(CNN) — Pope Francis urged oil and energy industry executives to be leaders on the environment as he met with them Saturday in a first-of-its-kind conference at the Vatican.

“There should be no room for opportunistic and cynical efforts to gain small partial results in the short run while shifting equally significant costs and damages to future generations,” the Pope told an audience that included international leaders from BP, Exxon Mobil, Statoil and multinational mining company Anglo-American.

“Civilization requires energy,” the Pope said, “but energy must not be used to destroy civilization!”

Francis encouraged the industry chiefs to reduce fossil fuel use and work to achieve the goals of the 2015 Paris Agreement to limit climate change caused by carbon dioxide emission and greenhouse gases.

Environmental degradation and climate change hurt the poor most of all, he said, telling the group to consider the impact of their economic decisions.

“The transition to accessible and clean energy is a duty that we owe towards millions of our brothers and sisters around the world, poorer countries and generations yet to come,” he said.

“There is no time to lose: We received the Earth as a garden home from the Creator; let us not pass it on to future generations as a wilderness,” the Pope added, quoting from his seminal papal document on climate change, “Laudato Si.”

Under increasing pressure from environmental groups and many lawmakers, some oil and gas companies are attempting to show a “greener” face by investing in renewable energy.

The Vatican’s conference, called Energy Transition and the Care for Our Common Home, was a closed-door meeting, jointly sponsored by the Vatican and Notre Dame University.

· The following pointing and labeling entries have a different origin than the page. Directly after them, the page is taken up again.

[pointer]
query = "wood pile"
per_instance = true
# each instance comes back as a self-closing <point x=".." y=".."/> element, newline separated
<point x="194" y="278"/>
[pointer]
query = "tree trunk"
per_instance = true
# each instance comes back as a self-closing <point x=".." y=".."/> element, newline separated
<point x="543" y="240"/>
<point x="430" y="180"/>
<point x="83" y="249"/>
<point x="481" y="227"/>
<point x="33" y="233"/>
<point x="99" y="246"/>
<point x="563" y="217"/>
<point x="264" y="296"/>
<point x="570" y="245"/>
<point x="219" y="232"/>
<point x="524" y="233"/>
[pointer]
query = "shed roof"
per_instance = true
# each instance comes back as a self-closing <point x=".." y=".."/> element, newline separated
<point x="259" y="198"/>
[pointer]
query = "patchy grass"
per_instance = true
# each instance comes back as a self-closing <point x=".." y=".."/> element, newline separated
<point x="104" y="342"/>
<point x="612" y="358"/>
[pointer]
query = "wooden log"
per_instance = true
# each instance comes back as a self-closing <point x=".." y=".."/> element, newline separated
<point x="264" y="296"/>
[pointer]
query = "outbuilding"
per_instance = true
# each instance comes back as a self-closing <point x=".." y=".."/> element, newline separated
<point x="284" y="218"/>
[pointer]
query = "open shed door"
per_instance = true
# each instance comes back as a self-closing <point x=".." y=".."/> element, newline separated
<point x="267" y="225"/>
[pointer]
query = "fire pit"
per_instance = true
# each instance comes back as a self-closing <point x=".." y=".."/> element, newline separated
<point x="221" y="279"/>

Representatives from Italian multinational oil and gas company ENI, hedge fund BlackRock and the California Public Employees’ Retirement System, or CalPERS, a California government agency that manages the largest public pension fund in the United States, were also among those present.

The Paris Agreement — from which President Donald Trump withdrew the United States in 2017 — set out a global action plan to reduce greenhouse gas emissions and keep the global average temperature below 2 degrees Celsius (3.6 degrees Fahrenheit) over pre-industrial levels.